Composite Grains: Effects of Porosity and Inclusions on the 10$\mu$m Silicate Feature

TL;DR

This study investigates how porosity and inclusions in composite silicate grains affect the 10μm spectral feature, using computational models to compare with observed infrared data from circumstellar dust shells.

Contribution

It introduces detailed modeling of composite grains with varying porosity and inclusions, analyzing their impact on the 10μm silicate feature and matching observational IR spectra.

Findings

Peak absorption wavelength shifts with inclusion volume fraction.

Width of the 10μm feature varies with porosity and inclusions.

Model fits observed IRAS-LRS curves for specific grain parameters.

Abstract

We calculate the absorption efficiency of the composite grains, made up of host silicate spheroids and inclusions of ices/graphites/or voids, in the spectral region $7.0-14.0\mu$m The absorption efficiencies of the composite spheroidal grains for three axial ratios are computed using the discrete dipole approximation (DDA) as well as using the effective medium approximation & T-Matrix (EMT-Tmatrix) ap proach.
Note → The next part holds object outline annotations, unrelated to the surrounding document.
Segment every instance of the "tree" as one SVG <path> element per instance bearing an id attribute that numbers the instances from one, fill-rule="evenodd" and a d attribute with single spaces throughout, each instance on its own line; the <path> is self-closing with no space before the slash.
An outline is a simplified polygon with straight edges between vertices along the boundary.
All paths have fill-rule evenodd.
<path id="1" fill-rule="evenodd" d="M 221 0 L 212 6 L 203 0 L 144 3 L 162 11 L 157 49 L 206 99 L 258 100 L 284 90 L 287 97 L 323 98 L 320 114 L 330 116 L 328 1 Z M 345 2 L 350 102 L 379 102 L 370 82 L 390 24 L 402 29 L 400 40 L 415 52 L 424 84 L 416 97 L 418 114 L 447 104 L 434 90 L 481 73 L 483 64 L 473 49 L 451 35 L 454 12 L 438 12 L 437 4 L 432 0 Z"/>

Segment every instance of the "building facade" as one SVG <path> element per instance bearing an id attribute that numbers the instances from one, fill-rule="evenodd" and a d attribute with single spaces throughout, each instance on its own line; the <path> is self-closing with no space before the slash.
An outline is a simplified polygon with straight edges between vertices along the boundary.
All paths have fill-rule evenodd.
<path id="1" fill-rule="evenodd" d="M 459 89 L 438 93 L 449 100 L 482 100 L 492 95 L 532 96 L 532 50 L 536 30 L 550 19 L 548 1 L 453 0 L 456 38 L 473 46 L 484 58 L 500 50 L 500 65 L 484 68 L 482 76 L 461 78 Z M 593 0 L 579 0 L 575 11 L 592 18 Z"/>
We study the absorption as a function of the volume fraction of the inclusions and porosity. In particular, we study the variation in the $10.0\mu$m feature with the volume fraction of the inclusions and porosity. We then calculate the infrared fluxes for these composite grains and compare the model curves with the average observed IRAS-LRS curve, obtained for several circumstellar dust shells around stars. These results on the composite grains show that the wavelength of the peak absorption shifts and the width of the $10.0\mu$m feature varies with the variation in the volume fraction of the inclusions. The model curves for composite grains with axial ratios not very large (AR$\sim$1.3) and volume fractions of inclusions with f=0.20, and dust temperature of about 250-300$^{\circ}$K, fit the observed emission curves reasonably well.